La majorité veut encadrer le "far west" numérique, les oppositions alertent sur les risques pour les libertés

Cyberharcèlement, arnaques sur internet, propos haineux, accessibilité des sites pornographiques aux mineurs... Autant de maux contre lesquels les députés ont affirmé leur volonté de légiférer mercredi, à l'ouverture des débats sur le projet de loi sur la sécurisation et la régulation de l'espace numérique (SREN).
La France insoumise avait déposé une motion de rejet, qui aurait mis fin aux débats prématurément sur ce texte adopté le 5 juillet au Sénat. Mais les députés l'ont repoussée à une très large majorité (32 voix pour, 172 contre).

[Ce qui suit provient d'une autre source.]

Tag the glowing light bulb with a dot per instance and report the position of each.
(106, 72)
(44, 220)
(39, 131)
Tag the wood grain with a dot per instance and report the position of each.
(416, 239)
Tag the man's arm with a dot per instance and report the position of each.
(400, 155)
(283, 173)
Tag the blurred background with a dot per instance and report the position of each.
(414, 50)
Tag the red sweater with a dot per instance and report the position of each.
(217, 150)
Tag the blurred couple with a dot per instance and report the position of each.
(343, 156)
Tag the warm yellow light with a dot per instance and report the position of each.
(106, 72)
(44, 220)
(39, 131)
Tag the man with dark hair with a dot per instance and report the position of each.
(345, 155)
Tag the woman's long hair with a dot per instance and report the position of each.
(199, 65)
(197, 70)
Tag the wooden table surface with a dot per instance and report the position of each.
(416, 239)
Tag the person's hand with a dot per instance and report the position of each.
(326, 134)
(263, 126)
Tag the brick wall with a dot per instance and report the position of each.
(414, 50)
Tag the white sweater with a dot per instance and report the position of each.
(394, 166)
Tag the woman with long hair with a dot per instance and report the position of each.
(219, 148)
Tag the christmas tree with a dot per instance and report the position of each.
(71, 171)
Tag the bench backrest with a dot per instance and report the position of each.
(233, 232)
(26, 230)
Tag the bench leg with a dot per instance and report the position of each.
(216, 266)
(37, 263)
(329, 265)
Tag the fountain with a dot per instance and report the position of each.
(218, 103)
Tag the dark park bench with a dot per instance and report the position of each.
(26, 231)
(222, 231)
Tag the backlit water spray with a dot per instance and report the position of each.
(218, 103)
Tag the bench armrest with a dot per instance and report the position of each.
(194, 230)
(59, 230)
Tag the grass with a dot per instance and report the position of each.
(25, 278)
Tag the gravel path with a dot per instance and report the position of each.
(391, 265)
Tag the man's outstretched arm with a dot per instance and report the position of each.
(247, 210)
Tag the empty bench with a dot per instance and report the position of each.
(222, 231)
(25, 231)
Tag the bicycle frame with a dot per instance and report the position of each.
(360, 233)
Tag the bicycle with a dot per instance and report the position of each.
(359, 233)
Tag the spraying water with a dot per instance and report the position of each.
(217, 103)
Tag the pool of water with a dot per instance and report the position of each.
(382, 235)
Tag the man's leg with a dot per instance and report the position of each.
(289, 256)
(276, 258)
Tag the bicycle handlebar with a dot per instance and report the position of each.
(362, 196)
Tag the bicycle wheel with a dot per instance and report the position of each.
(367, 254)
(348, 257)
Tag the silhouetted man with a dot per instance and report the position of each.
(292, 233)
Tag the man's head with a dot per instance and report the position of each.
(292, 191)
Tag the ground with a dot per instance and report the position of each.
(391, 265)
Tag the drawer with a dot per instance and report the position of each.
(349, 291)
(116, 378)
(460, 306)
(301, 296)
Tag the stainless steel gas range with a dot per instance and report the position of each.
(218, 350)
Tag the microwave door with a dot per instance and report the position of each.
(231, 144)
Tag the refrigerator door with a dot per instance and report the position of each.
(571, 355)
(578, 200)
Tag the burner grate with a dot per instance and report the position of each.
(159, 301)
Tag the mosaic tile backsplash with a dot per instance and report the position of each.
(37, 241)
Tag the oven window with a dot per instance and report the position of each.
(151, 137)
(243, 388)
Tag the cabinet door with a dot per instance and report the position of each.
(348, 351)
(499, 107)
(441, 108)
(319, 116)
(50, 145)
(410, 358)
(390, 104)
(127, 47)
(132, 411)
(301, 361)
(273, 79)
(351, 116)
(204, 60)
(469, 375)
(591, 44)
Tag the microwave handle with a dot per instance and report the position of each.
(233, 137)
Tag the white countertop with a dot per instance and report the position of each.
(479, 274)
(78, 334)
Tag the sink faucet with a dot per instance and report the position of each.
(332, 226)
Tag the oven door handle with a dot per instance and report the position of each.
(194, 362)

La députée LFI de Paris Sophia Chikirou a défendu cette motion de rejet en dénonçant un texte "fourre-tout", qui n'atteindra pas les objectifs de protection des citoyens qu'il se fixe, mais qui risque de mettre "gravement (...) en péril" les libertés individuelles. En ligne de mire, une disposition du projet de loi, ajoutée en commission à l'Assemblée, qui veut généraliser l'affectation à chaque internaute d'une "identité numérique".
"Cette loi vise à ouvrir le chemin du contrôle d'identité pour l'accès à internet et aux services d'internet", a critiqué Sophia Chikirou.
Le projet de loi ouvre aussi la possibilité pour l'Etat "d'exiger le blocage de certains sites". "Comment garantir qu'à terme un gouvernement ne l'utilise pas à des fins politiques ?", s'est alarmée l'élue.
"Protection des citoyens, des enfants et des entreprises"
Mais si nombre de députés partagent les inquiétudes de la France insoumise concernant les "dérives" potentielles du texte en matière de libertés publiques, les orateurs des groupes ont quasiment tous dit leur volonté d'examiner le texte.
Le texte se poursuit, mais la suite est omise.